Good First Session

If you’re a conservative Tennessee Republican, this first session of the legislature has been a good and productive one.
Last night the House passed a bill which had already been passed by the Senate, putting an end to collective bargaining for teachers. According to the Commercial Appeal, “the new version repeals the Education Professional Negotiations Act of 1978, which established collective bargaining between local teachers’ associations and their school boards if a majority of teachers vote for bargaining, as 92 of Tennessee’s 136 school districts do…It specifically forbids payroll deductions for political activities of employee associations.”
The hold that teachers unions have on our education process has long been abused. Who can argue that it worked? Our schools have not improved under this system. Let’s start hiring teachers because they are good, not because of tenure. Surely there’s no way to go but up.
Then, also last night, the House gave final approval to Senate Joint Resolution 127. It will put an amendment about abortion on the 2014 ballot. The Commercial Appeal finds, “Supporters of SJR127 argued that it will allow Tennesseans to decide whether they want to return the issue – at least at the state level – to its status prior to the Tennessee Supreme Court ruling, where the state legislature is free to enact whatever restrictions on abortion that are permitted by the U.S. Supreme Court. If the 1973 Roe v. Wade ruling of the U.S. Supreme Court is ever overturned, the Tennessee legislature could ban abortions outright.”
Many argue, as I do, that the Supreme Court overstepped its boundaries in Roe v.
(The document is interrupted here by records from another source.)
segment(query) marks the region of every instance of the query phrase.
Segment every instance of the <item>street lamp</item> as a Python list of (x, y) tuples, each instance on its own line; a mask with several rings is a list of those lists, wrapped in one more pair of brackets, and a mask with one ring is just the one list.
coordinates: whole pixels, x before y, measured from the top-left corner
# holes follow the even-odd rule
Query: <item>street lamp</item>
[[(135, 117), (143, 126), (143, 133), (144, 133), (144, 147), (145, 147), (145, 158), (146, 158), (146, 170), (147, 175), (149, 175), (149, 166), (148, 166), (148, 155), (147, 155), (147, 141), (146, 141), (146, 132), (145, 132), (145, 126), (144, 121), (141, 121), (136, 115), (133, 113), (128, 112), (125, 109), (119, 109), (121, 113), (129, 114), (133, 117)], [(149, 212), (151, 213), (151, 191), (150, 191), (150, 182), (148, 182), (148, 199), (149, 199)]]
Wade. This seems a matter that should be decided at the state level. It’s good that citizens will finally get a chance to voice their feelings on it.
In that same vein, the state Senate was right to pass a law that would stop Tennessee public school teachers and students in grades K-8 from getting into the gay issue. Regardless of how you feel about homosexuality, it is not the schools’ right to enter into territory that ought to be discussed by parents. Private schools can do as they like; parents who object to whatever sexual teaching that goes on there can pull their child out or put a child into that school. But for parents who object, a public school has given them no recourse. Nationally we see an agenda being pushed on children as young as 7. It amounts to propaganda. How can the same people who don’t want the government in their bedroom agree to it in the classroom of children?
Lastly, the House and Senate are sending a tort reform bill for Governor Haslam to sign. The Tennessee Civil Justice Act will cap personal injury damage awards and impose other restrictions on civil liability lawsuits. Bad news if you’re a lawyer, probably good news if you’re a businessman.
Now let’s get on to fighting Obamacare and safeguarding second amendment rights. There’s still a lot to do.